Rating
The Pequod Review:
Edward Jones's The Known World begins with the death of Henry Townsend, an African-American former slave whose freedom was purchased by his father. Townsend would go on to become a wealthy farmer in antebellum Virginia, and the owner himself of 33 slaves. Even though Townsend dies at the novel’s outset, much of the story centers around life on his plantation as told through a series of flashbacks.

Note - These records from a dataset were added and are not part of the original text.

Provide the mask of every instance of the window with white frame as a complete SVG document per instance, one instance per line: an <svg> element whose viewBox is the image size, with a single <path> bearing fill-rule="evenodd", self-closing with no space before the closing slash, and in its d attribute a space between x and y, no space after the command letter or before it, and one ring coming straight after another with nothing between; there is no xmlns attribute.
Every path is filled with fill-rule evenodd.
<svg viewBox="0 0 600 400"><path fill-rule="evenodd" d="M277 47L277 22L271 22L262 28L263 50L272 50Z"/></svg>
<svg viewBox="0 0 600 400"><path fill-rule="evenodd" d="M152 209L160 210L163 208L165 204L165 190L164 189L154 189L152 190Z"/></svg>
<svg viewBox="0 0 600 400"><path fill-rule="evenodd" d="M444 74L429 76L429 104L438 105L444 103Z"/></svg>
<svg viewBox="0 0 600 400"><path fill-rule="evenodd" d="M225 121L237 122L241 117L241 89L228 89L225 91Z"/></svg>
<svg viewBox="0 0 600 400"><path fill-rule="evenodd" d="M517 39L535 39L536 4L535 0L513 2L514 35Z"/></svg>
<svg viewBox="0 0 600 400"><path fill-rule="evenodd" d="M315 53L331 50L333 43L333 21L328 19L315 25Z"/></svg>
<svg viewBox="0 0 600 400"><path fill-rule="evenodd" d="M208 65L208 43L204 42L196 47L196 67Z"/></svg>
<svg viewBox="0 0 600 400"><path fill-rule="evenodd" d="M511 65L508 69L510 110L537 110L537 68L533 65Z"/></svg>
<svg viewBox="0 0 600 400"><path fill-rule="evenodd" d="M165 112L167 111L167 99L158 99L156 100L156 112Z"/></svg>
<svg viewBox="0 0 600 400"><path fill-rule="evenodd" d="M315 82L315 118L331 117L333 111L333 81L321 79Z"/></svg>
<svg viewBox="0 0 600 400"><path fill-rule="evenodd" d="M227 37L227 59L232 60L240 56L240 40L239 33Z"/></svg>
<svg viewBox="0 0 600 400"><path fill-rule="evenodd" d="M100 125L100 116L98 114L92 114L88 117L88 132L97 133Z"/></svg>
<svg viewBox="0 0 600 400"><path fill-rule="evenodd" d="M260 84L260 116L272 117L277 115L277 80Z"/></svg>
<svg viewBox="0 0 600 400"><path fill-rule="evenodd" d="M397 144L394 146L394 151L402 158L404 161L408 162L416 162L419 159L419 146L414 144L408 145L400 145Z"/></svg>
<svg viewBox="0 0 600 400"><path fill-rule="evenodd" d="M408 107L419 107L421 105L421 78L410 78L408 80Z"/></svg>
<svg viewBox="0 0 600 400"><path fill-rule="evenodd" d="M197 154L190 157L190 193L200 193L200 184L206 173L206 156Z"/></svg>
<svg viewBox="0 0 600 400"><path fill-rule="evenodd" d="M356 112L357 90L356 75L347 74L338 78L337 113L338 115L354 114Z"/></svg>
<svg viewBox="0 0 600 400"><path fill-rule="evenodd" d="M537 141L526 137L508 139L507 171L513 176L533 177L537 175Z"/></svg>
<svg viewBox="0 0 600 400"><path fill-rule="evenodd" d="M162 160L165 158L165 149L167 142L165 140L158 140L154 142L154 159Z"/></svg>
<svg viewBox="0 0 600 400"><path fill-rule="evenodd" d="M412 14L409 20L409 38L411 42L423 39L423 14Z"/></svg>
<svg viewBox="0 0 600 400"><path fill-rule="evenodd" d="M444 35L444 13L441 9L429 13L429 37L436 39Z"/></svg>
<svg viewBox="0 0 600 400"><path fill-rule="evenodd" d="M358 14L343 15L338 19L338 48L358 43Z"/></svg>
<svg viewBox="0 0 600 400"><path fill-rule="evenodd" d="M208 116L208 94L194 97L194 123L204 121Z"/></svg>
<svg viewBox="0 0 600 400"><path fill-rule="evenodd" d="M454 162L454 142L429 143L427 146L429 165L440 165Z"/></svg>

Throughout the book, Jones avoids the easy moralizing common to most slavery narratives. Despite his ownership of slaves, Henry is in many ways a gentleman; he “wanted to be a better master than any white man he had ever known… the kind of shepherd master God had intended,” and someone who would provide ''good food for his slaves, no whippings, short and happy days in the fields.” He viewed the ownership of slaves as a path to wealth and status, and one that appeared to be sanctioned by God and the government. Meanwhile, many of the black slaves themselves behave dishonorably, using their positions of relative seniority to inflict harm on lower-ranking slaves.
The causes of slavery were primarily institutional, not the failings of individual humans, and Jones has crafted an entirely unique novel that considers the morally ambiguous areas between black and white, and owner and owned. The result is more realistic too, as the characters are shown to be real human beings — flawed and self-interested, but also decent and caring. We as readers come to realize that in a different historical moment we may not have behaved as honorably as we imagine. The book’s plot twists are sometimes melodramatic, and Jones’s writing style is a bit too conventional for my taste, but this is nonetheless a thoughtful work of historical fiction. Winner of the 2004 Pulitzer Prize for Fiction.